Gov. Ed Rendell's health care reform proposal is one step forward and four steps backward, Michael Cannon says.
"There's a lot of mandating of taxing and spending," says Cannon, who also criticizes the plan for overregulating insurance, hospitals and people's lifestyles.
Cannon is giving his take on Rendell's "Prescription for Pennsylvania" plan today during a speech in Harrisburg.
Cannon is from the Cato Institute, a libertarian think tank in Washington, D.C. He's speaking at the Commonwealth Foundation, a Harrisburg think tank that also supports limited government.

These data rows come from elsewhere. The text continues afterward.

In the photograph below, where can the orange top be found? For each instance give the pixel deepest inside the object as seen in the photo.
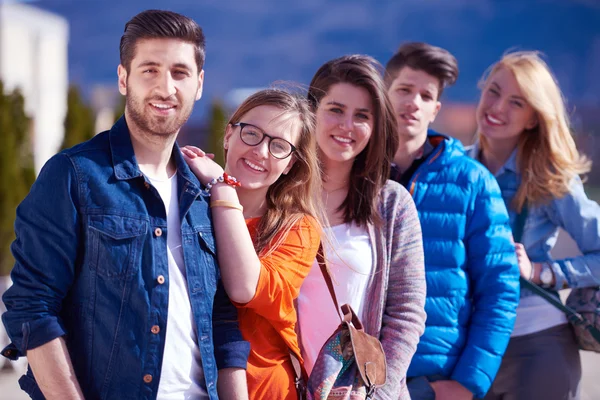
(268, 321)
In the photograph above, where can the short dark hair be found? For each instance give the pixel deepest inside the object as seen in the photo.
(160, 24)
(420, 56)
(371, 168)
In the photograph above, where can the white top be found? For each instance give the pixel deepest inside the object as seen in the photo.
(351, 263)
(534, 314)
(181, 376)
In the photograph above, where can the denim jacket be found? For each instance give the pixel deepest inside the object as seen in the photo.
(574, 212)
(91, 265)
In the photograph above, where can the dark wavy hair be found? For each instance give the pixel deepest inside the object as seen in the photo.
(160, 24)
(371, 168)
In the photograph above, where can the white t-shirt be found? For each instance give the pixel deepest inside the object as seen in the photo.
(181, 376)
(535, 314)
(350, 263)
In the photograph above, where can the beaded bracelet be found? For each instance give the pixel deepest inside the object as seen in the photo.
(230, 180)
(226, 204)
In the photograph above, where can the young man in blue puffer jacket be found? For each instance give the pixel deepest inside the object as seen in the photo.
(470, 262)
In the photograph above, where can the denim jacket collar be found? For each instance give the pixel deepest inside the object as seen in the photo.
(125, 164)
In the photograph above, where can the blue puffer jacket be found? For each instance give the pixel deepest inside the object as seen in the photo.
(471, 268)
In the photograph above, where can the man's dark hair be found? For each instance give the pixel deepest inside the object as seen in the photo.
(420, 56)
(159, 24)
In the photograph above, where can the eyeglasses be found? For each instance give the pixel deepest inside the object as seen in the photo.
(253, 136)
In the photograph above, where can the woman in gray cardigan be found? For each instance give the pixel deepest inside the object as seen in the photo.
(374, 247)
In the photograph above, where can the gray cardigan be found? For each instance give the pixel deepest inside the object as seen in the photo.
(395, 297)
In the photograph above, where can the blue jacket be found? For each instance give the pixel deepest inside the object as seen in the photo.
(91, 265)
(470, 265)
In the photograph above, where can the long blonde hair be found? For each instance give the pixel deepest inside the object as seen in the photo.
(298, 193)
(547, 156)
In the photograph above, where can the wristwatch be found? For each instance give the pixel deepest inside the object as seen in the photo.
(546, 275)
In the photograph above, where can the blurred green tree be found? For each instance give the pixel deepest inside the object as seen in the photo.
(17, 171)
(79, 122)
(216, 131)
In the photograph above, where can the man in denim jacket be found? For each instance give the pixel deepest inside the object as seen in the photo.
(116, 288)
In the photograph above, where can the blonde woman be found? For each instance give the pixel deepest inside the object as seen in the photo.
(525, 141)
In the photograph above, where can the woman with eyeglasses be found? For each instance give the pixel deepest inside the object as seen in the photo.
(265, 213)
(375, 251)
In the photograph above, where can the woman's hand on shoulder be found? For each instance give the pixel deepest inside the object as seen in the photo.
(201, 164)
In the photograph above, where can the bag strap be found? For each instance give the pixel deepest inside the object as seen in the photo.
(323, 265)
(299, 372)
(299, 380)
(574, 317)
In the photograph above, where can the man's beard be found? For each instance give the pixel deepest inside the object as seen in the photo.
(154, 125)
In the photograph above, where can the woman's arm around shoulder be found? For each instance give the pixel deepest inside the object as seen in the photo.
(404, 315)
(580, 217)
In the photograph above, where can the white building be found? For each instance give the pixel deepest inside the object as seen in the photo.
(33, 58)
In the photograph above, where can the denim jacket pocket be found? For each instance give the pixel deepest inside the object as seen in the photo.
(207, 241)
(115, 243)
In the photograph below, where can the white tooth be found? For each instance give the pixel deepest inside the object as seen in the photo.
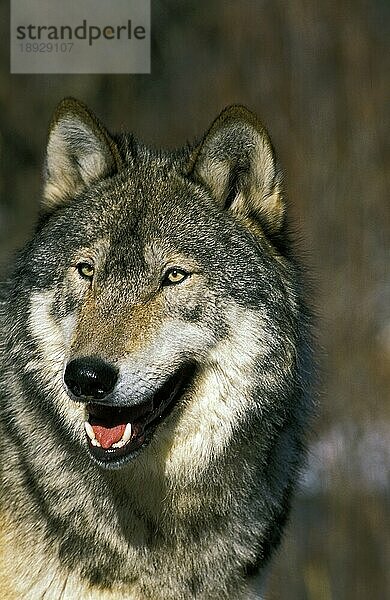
(119, 444)
(89, 430)
(127, 433)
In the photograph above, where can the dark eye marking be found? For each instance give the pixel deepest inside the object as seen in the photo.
(174, 276)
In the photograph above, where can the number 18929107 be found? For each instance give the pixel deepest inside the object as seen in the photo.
(63, 47)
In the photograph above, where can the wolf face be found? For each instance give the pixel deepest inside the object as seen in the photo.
(155, 327)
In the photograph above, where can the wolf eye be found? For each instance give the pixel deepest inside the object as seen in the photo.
(173, 276)
(85, 270)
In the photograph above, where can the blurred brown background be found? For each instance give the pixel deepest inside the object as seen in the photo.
(317, 74)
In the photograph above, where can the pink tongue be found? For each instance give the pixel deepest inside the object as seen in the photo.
(107, 436)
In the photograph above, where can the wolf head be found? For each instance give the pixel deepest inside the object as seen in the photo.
(156, 293)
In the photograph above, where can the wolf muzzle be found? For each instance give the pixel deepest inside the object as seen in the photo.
(90, 378)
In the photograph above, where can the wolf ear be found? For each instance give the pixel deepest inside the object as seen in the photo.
(237, 163)
(79, 152)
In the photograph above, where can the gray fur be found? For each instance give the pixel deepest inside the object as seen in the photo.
(198, 511)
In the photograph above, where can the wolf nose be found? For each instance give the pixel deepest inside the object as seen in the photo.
(90, 377)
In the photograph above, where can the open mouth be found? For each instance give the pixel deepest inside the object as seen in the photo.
(115, 434)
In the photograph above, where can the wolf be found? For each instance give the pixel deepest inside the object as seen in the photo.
(156, 367)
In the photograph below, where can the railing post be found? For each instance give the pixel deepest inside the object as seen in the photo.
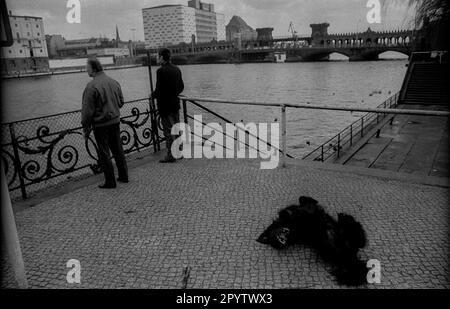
(362, 126)
(351, 135)
(10, 237)
(339, 144)
(283, 135)
(17, 164)
(185, 112)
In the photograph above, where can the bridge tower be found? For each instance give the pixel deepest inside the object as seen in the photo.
(319, 33)
(264, 36)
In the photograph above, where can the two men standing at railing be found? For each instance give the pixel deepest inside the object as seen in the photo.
(102, 100)
(169, 85)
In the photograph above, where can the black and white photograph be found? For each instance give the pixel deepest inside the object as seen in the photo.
(226, 150)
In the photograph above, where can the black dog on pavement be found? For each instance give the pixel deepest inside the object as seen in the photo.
(337, 241)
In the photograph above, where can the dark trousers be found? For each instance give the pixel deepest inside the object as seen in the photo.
(168, 121)
(108, 138)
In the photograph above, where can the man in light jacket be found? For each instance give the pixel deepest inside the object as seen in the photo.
(102, 100)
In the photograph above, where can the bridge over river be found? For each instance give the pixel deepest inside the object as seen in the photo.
(366, 45)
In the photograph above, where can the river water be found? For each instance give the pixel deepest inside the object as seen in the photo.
(339, 83)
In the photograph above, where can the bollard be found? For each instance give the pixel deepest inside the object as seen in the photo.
(10, 237)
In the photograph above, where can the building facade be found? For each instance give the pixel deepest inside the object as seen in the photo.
(29, 50)
(116, 52)
(173, 24)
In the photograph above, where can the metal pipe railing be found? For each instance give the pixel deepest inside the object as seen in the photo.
(326, 107)
(340, 143)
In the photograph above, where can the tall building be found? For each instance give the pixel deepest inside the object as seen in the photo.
(173, 24)
(29, 50)
(238, 28)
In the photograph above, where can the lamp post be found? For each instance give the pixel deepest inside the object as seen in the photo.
(132, 43)
(357, 31)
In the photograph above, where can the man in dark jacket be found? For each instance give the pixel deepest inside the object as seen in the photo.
(169, 85)
(102, 100)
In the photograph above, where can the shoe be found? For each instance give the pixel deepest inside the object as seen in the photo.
(105, 186)
(167, 160)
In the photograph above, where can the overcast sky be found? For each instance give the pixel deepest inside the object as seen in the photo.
(99, 17)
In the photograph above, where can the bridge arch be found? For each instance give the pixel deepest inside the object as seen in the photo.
(395, 54)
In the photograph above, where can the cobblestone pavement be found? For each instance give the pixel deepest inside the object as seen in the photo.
(206, 215)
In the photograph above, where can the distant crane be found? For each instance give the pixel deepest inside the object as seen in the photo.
(292, 31)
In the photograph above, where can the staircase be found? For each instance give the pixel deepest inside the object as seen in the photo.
(428, 84)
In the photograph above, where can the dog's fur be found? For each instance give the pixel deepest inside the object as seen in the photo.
(337, 241)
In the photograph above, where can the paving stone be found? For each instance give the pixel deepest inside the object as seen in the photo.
(207, 214)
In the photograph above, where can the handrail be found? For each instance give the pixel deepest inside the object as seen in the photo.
(350, 127)
(228, 121)
(325, 107)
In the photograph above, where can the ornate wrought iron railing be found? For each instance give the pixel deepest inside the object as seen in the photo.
(47, 150)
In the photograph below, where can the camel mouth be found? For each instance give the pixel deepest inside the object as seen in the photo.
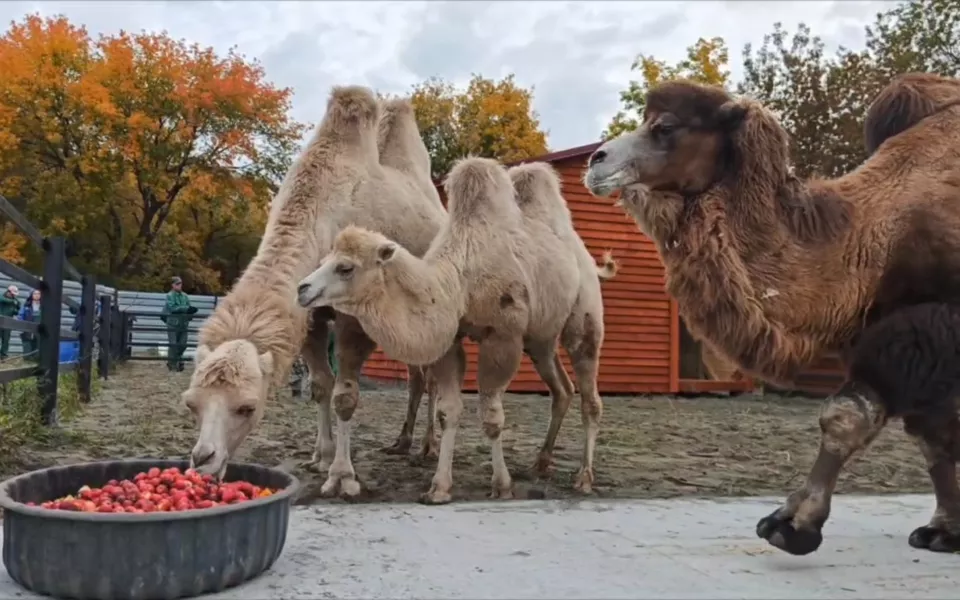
(307, 296)
(217, 466)
(604, 184)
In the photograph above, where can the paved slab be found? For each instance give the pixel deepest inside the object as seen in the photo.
(596, 549)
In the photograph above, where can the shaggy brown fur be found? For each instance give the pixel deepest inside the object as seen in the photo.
(773, 271)
(751, 252)
(493, 273)
(908, 99)
(365, 164)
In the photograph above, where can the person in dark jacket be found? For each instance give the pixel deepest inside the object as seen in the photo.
(177, 314)
(9, 307)
(30, 312)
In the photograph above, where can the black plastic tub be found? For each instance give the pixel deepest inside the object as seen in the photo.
(161, 555)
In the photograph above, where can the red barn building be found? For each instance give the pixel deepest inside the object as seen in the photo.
(646, 348)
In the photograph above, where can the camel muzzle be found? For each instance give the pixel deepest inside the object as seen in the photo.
(306, 295)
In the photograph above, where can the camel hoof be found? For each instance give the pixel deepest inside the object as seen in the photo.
(329, 487)
(349, 488)
(584, 481)
(780, 533)
(435, 497)
(934, 540)
(400, 447)
(544, 465)
(316, 465)
(430, 450)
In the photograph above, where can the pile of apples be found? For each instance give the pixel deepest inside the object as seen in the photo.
(156, 490)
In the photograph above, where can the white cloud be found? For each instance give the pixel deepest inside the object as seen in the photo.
(576, 54)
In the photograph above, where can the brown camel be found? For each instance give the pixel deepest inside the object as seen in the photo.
(511, 279)
(772, 271)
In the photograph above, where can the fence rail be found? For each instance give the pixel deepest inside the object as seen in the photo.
(46, 331)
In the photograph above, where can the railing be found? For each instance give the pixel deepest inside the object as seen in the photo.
(48, 330)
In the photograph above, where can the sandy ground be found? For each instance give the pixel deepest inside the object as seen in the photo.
(649, 447)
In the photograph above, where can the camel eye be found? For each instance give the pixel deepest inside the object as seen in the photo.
(244, 411)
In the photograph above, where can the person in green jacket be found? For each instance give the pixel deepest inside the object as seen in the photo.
(9, 307)
(177, 314)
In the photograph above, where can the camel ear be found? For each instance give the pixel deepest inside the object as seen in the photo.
(385, 252)
(201, 353)
(266, 363)
(729, 116)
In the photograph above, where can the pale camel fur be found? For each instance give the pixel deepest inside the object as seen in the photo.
(539, 197)
(358, 168)
(493, 274)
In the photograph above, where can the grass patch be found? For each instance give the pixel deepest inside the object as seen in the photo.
(21, 426)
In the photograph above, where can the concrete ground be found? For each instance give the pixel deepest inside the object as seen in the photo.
(596, 549)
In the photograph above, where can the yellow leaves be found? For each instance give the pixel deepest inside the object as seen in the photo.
(12, 244)
(490, 118)
(148, 152)
(706, 62)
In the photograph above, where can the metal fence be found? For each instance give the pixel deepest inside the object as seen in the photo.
(148, 335)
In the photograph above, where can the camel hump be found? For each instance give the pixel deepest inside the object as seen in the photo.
(353, 105)
(392, 108)
(476, 181)
(906, 101)
(535, 182)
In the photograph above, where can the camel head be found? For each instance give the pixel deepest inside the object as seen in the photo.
(227, 394)
(683, 144)
(351, 273)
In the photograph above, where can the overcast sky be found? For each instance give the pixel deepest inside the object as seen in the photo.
(576, 54)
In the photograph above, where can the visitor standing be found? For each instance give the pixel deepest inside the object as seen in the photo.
(177, 314)
(9, 307)
(30, 312)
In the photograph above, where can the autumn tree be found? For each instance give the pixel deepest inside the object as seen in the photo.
(706, 62)
(494, 119)
(146, 152)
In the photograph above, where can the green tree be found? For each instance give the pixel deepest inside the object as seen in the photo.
(822, 100)
(494, 119)
(706, 62)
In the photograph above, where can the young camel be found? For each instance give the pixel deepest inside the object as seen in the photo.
(493, 274)
(357, 168)
(538, 195)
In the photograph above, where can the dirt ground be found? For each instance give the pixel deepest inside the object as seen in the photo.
(649, 447)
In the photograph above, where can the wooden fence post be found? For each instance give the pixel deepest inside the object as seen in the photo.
(88, 312)
(106, 335)
(49, 334)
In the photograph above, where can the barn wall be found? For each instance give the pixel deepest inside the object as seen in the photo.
(639, 342)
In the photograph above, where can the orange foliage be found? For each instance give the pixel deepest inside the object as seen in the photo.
(118, 142)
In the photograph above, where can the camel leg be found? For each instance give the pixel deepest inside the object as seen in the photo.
(547, 363)
(314, 353)
(499, 360)
(849, 421)
(939, 442)
(430, 445)
(353, 347)
(448, 374)
(416, 384)
(582, 338)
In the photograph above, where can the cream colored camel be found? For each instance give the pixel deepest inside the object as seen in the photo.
(495, 274)
(538, 195)
(358, 168)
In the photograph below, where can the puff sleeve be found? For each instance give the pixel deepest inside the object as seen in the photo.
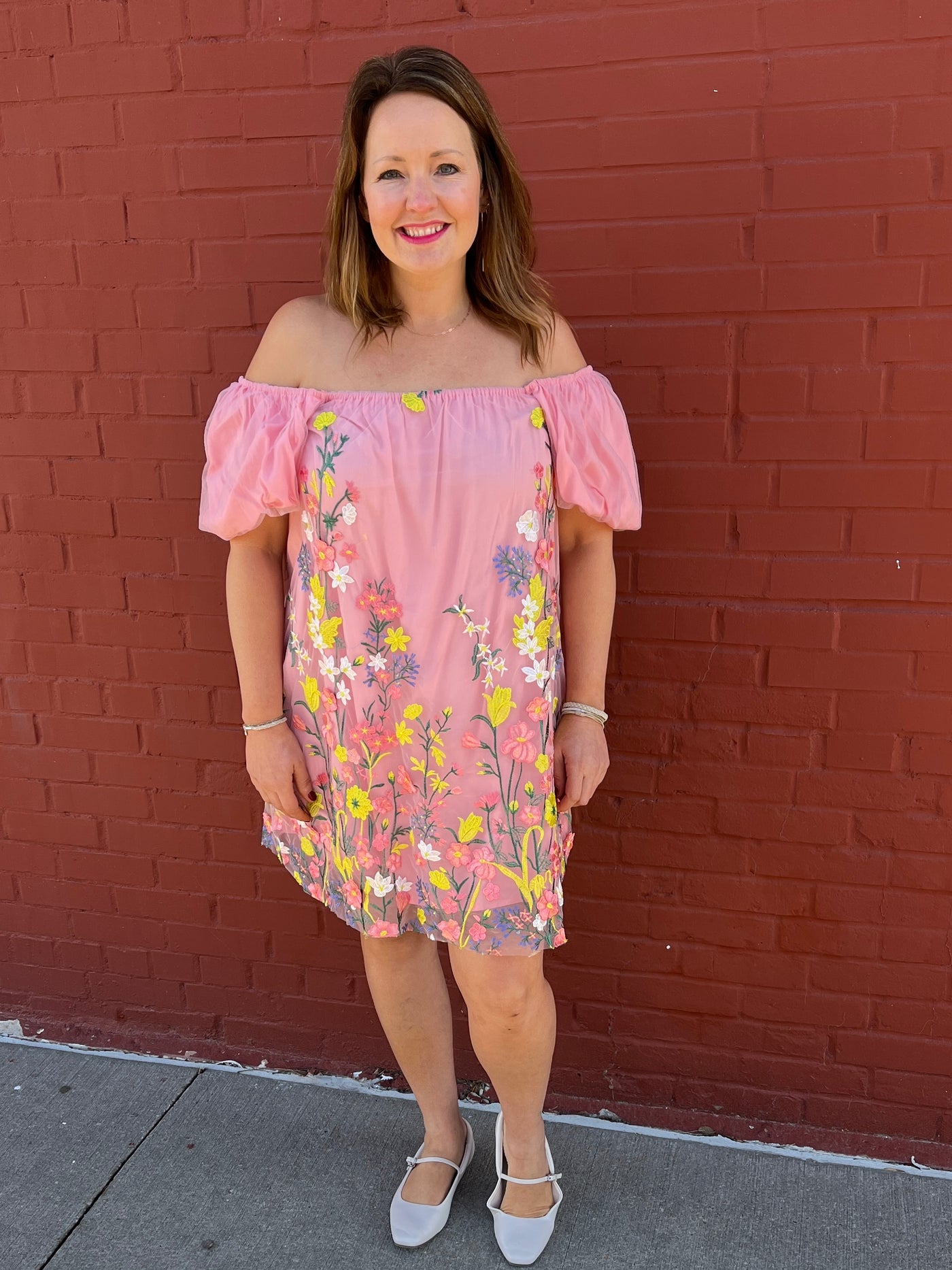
(253, 442)
(592, 450)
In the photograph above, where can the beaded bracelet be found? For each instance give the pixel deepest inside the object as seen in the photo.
(585, 710)
(257, 726)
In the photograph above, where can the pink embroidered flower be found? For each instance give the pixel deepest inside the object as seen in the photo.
(484, 861)
(323, 554)
(404, 782)
(352, 893)
(547, 903)
(382, 930)
(518, 743)
(457, 854)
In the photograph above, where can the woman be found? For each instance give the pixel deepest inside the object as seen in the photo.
(443, 490)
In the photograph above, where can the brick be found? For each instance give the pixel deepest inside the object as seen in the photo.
(853, 486)
(806, 339)
(830, 22)
(840, 130)
(877, 285)
(853, 76)
(852, 182)
(847, 237)
(903, 533)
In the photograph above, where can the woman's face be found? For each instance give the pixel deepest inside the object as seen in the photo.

Rendell's plan does have some good features, Cannon says. He likes its proposal to free up physician assistants, nurse practitioners and others to practice to the full extent of their abilities, "out from under the thumb of doctors," he says.
He also likes the plan to put health-care clinics in places like Wal-Marts, saying people will have access to convenient, low-cost care.
But Cannon doesn't like Rendell's plan to require everyone over 300 percent of the poverty level, plus undergraduate and graduate students, to purchase health insurance. Rendell's plan does not provide assistance for these folks to purchase coverage, he says.
Cannon also does not like the proposal to impose a 3 percent tax on the payroll of employers who opt not to provide health insurance. That tax, he says, will be paid for by workers, not the employers, in the form of lower wages or job elimination.
Cannon says Rendell's plan also overregulates health insurance, giving the insurance commissioner the power to approve all rate increases. And it overregulates hospitals, proposing to reward high-quality care, which will be a difficult thing to define.
Cannon also dislikes Rendell's proposal to ban smoking in restaurants, bars and workplaces.
Restaurants and bars, for example, should be free to choose whether or not to provide a smoking section, depending on what their customers want, he says. People, he says, should be able to choose whether or not they want to go into an establishment with a smoking section.